Even though Mundarain kept competing after college, trying his hand in MMA, road cycling and triathlon, he figured he’d never get another shot at the Olympics.
Then last year, while watching the Rio Games on TV, he got his first glimpse at track cycling, on an oval velodrome, and thought to himself, “Hey, I’d be good at that.”
Turns out, he was. Mundarain headed to Los Angeles and got certified to race on a velodrome. In a matter of months he was beating some of the fastest guys on the West Coast and soon nabbed the Team USA scout camp invite.
Mundarain says that he was the top cyclist at the scouting camp on a special stationary bike, generating 2,400 watts on back-to-back tests.
Alas, Mundarain says on his social page, “My age was a concern, so I was not chosen as the winner.”

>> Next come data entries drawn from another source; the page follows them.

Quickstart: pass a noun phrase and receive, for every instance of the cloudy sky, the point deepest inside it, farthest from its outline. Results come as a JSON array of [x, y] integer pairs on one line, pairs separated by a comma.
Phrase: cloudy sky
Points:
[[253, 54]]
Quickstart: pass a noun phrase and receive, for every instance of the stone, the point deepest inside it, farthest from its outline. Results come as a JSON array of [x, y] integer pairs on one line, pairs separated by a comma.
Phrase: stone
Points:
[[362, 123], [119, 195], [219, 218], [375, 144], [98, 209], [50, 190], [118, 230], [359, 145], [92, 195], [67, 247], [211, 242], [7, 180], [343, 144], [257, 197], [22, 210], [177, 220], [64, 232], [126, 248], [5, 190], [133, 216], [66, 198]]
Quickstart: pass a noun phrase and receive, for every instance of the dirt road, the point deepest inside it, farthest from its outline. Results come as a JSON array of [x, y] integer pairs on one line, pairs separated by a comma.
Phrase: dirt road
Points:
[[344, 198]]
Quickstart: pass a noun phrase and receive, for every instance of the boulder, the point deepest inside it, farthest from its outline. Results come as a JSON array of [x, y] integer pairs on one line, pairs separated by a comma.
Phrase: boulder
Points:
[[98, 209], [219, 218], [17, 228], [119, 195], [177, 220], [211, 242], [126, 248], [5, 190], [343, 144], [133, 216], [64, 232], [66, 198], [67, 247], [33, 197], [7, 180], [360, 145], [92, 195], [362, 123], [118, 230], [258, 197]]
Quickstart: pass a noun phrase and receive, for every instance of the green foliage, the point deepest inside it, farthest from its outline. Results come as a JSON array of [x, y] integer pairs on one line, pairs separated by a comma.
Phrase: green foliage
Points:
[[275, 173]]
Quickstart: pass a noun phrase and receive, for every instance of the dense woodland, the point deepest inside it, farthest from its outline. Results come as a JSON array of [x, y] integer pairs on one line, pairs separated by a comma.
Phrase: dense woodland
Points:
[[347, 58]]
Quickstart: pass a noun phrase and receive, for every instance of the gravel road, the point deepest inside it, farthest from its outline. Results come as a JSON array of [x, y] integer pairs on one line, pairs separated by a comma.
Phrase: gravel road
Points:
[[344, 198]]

If Mundarain had been among the eight athletes chosen, he would have been eligible to receive financial, medical and training support from cycling’s national governing body.
Instead, the married father of one, who works as a sales rep for a surgical device company, can still go to the Games. Only without national team support during the next two years of qualifying.
“If you look at most guys in their mid 30s, they’re done. They’re retired,” Mundarain said. “But this is a dream I don’t want to give up on.”